Mark Steben <mark.steben@xxxxxxxxxxxxxxxxx> writes:
>          ->  *Materialize  (cost=0.57..654.71 rows=5190 width=8) (actual
> time=0.738..269.930 rows=5797068 loops=1)*
>                ->  Nested Loop Left Join  (cost=0.57..641.73 rows=5190
> width=8) (actual time=0.736..6.183 rows=5190 loops=1)

> My specific question to you is: I notice in the boldened lines the
> discrepancy between the 'estimated row count' and 'actual row count' Most
> blatant is one Materialize where estimated rowcount as calculated in the
> explain is 5190 and actual rowcount is 5,797.068.  How do I fix this so
> that the estimated is closer to the actual.
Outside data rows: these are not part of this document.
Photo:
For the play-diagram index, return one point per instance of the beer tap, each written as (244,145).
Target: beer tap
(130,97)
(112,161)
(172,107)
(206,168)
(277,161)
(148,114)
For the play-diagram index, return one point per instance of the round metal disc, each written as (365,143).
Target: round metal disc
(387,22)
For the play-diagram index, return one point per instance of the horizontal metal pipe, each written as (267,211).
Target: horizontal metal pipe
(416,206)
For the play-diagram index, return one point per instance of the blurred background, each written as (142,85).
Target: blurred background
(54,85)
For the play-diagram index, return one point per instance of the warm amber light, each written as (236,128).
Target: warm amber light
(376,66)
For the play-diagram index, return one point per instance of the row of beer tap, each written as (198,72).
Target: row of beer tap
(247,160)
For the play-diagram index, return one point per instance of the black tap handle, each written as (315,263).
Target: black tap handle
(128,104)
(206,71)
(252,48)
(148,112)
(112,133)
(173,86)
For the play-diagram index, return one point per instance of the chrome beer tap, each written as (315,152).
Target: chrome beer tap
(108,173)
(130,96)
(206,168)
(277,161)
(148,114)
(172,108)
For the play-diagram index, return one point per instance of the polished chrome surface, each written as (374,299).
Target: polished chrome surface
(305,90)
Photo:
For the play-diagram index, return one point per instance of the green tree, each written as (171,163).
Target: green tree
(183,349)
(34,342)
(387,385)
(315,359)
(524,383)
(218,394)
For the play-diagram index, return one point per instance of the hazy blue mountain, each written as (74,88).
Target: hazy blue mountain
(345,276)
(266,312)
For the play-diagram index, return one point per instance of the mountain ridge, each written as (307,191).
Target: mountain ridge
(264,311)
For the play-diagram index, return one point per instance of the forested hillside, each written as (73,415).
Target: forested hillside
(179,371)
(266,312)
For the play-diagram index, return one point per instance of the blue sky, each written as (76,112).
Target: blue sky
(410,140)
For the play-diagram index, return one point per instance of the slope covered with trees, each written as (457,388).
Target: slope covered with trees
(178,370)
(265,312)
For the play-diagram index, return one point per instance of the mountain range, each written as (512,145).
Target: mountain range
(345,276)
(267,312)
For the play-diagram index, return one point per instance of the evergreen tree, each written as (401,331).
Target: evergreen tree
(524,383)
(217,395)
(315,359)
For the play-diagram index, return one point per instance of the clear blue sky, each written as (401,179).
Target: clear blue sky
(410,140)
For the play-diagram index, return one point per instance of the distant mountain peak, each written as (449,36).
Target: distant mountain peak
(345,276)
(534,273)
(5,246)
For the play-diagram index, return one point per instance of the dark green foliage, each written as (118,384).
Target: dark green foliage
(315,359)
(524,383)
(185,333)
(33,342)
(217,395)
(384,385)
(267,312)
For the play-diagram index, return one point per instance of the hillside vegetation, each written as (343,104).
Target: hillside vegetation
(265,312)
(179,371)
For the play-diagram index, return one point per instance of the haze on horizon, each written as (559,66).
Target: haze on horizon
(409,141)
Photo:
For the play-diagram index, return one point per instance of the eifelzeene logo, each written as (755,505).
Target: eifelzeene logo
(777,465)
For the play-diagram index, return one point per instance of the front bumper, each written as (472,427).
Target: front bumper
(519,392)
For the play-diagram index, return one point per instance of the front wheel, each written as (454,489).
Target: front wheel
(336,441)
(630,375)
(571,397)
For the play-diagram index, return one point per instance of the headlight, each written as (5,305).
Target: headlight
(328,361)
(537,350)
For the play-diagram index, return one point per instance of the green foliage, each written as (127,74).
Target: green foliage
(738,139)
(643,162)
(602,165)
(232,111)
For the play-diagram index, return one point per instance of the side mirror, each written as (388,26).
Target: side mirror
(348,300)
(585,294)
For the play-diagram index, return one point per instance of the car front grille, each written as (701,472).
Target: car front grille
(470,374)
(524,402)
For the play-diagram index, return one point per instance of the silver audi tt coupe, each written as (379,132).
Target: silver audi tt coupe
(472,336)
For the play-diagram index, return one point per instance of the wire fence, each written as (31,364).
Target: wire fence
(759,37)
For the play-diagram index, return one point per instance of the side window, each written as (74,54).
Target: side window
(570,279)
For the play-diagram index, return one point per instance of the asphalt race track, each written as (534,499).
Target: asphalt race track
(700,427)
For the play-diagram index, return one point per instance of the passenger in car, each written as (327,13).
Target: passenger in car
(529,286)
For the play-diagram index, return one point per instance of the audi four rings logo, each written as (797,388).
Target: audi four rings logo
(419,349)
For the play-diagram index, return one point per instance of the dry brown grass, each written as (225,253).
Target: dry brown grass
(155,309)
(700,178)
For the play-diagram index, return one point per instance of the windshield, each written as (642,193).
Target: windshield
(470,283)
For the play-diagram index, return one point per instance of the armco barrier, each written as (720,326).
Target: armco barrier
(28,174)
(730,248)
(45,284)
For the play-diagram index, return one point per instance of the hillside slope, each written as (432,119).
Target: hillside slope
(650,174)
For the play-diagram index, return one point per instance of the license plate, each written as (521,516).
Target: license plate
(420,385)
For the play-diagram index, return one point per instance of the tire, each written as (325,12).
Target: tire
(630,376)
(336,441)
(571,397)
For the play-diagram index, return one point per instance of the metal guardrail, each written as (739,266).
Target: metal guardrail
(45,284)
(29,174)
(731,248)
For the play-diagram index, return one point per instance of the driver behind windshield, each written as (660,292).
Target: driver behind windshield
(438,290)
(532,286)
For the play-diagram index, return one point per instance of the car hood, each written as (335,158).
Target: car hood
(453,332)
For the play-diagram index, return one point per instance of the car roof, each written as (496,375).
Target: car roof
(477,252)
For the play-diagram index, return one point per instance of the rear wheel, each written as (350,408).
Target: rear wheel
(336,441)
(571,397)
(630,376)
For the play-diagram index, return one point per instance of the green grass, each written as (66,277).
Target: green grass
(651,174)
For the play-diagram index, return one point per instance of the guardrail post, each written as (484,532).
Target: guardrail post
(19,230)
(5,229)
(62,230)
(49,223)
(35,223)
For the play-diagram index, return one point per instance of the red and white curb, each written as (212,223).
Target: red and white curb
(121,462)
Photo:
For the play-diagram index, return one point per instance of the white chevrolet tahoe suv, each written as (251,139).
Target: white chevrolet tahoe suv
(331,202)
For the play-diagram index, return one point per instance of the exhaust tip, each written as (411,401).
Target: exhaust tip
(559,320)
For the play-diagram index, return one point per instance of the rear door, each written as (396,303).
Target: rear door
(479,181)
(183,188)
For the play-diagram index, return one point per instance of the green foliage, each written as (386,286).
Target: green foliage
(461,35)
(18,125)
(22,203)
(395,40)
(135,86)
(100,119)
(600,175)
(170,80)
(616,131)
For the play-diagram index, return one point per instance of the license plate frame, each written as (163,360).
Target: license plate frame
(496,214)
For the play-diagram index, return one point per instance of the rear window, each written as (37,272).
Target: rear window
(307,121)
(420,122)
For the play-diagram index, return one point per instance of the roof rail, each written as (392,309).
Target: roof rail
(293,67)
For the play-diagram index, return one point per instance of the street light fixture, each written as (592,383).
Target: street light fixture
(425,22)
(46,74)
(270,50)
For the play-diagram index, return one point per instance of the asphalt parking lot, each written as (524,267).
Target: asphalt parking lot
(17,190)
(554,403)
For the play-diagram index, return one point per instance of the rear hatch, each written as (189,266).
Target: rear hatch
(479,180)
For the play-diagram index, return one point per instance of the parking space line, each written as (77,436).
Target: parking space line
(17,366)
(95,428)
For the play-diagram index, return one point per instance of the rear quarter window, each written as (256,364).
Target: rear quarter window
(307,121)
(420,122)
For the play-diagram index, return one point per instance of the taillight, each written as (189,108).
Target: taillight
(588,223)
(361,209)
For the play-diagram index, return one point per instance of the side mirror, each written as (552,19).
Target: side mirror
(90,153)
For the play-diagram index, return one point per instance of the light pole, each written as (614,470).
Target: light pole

I don't think there's any estimation failure here at all: notice that the
input left-join node's estimate is dead on.  The reason the Materialize's
output row count is higher is that the same rows are being read from it
over and over, which is something that a Merge Join will do to its
right-hand input when the left-hand input has a lot of duplicate join
keys.  The reason the planner stuck a Materialize here is exactly to
make that as cheap as it could.

It looks to me like the really bad aspect of this plan is that
the most aggressive filter can't be applied till the very end:

         Filter: ((roles_users.id IS NOT NULL) OR (access_keys_users.id IS NOT NULL) OR (accounts_users.id IS NOT NULL))
         Rows Removed by Filter: 5613165

You're likely not going to be able to do much about that without
a significant rethinking of your table layout.  But having to do
a seven-way join in a performance-critical query is already a sign
that you're in for pain.

			regards, tom lane